Among her published works are the award winning Literary Architecture: Essays Toward A Tradition (University of California Press: 1979 hardcover; 1983 paperback), and many essays on painting, architecture and literature. Her creative writing has been published in Pequod and White Walls; her first play Frida@chiapas.net (co-written with Maria Pessino, founder and director of Oddfellows Productions), received its first reading in New York City at the Theatre for the New, and its second reading July 1999, at Robert Wilson's Watermill Center.

Ellen Frank has received awards for both her painting and her writing.
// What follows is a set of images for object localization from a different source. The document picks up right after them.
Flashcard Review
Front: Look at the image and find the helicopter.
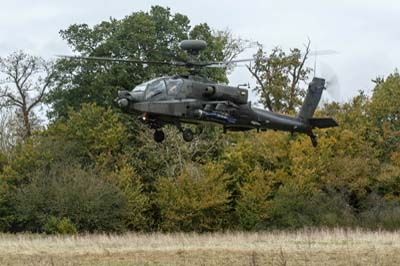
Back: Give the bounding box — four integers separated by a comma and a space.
62, 40, 338, 146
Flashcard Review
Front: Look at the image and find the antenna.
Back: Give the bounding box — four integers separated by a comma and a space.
313, 50, 317, 77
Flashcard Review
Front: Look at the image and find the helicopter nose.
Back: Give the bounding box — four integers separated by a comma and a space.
115, 90, 132, 109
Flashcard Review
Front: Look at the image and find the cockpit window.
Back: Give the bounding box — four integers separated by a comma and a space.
132, 81, 151, 92
166, 79, 183, 95
145, 79, 166, 99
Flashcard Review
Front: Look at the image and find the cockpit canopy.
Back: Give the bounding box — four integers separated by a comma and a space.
132, 77, 184, 100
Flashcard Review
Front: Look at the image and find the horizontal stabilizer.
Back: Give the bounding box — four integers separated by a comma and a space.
308, 118, 338, 129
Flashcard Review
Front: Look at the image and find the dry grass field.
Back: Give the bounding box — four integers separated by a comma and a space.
0, 229, 399, 266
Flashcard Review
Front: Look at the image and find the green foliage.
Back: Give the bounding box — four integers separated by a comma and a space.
0, 103, 128, 186
3, 71, 400, 232
220, 131, 290, 216
369, 72, 400, 158
248, 44, 311, 113
4, 67, 400, 232
0, 151, 7, 171
358, 193, 400, 230
0, 180, 13, 231
235, 169, 281, 230
370, 72, 400, 130
11, 163, 127, 233
121, 123, 227, 195
47, 6, 230, 119
0, 103, 151, 233
45, 103, 127, 168
3, 7, 400, 232
105, 165, 150, 231
43, 217, 77, 235
57, 218, 78, 235
269, 183, 355, 229
155, 163, 230, 232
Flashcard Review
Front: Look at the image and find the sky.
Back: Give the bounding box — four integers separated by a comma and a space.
1, 0, 400, 103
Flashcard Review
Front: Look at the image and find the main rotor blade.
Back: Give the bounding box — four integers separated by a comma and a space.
307, 50, 338, 57
202, 58, 254, 68
227, 58, 254, 64
57, 55, 187, 66
57, 55, 254, 69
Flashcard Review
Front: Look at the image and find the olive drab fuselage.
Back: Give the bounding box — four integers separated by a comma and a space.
116, 75, 338, 146
62, 39, 338, 145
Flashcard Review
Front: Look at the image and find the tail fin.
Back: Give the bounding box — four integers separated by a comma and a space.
298, 77, 325, 121
298, 78, 338, 147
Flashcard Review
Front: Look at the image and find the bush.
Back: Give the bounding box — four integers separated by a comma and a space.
43, 216, 77, 235
359, 193, 400, 230
268, 183, 356, 229
235, 168, 279, 230
57, 217, 78, 234
11, 162, 128, 233
155, 163, 230, 232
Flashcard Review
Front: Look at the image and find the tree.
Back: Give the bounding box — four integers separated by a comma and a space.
235, 168, 282, 230
47, 6, 245, 119
0, 103, 151, 232
0, 51, 54, 138
220, 131, 290, 210
45, 103, 127, 168
155, 163, 230, 232
247, 42, 311, 113
269, 182, 355, 229
369, 72, 400, 158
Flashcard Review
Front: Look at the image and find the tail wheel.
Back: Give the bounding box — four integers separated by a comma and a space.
182, 128, 194, 142
310, 134, 318, 147
154, 130, 165, 143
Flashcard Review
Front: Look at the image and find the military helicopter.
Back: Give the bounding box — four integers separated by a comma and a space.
62, 40, 338, 146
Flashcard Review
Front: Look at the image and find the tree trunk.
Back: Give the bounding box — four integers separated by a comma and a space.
22, 109, 31, 137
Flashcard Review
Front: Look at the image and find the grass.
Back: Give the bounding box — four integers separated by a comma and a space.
0, 229, 399, 265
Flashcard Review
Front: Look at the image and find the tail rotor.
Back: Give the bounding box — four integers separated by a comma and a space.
308, 49, 341, 101
317, 61, 341, 102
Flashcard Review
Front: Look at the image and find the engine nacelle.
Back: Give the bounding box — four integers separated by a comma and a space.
202, 85, 248, 105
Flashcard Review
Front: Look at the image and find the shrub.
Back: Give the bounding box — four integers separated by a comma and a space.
43, 216, 77, 235
155, 163, 230, 232
268, 183, 356, 229
11, 162, 127, 233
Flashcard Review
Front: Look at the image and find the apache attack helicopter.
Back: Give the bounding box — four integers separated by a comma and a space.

These awards include a Fulbright Fellowship to London in Aesthetic Theory under Professor Sir Ernst Gombrich; Ford Foundation Grant in Lithography;Pollock-Krasner
Award in Painting; a New York Foundation of the Arts Award for her original illuminated manuscript in 1997; and four New York State Council on the Arts awards: one in 1999 as a Founder of Ninbark International: Art Concepts, and one in 2000 for her Illumination Atelier Project and Hanukkah Illuminated: A Book of Days.
Ellen Frank's work has been exhibited throughout the United States. She was invited to inaugurate "T" at the Soho Guggenheim with a sequence of 18 paintings; and in 1999 she received a commission from J/Brice of Boston to create an 84-foot mural in gold, copper and silver leaf on linen.

Ellen Frank was Professor and Guest Artist at Barnard College and at Rutgers University in 2001.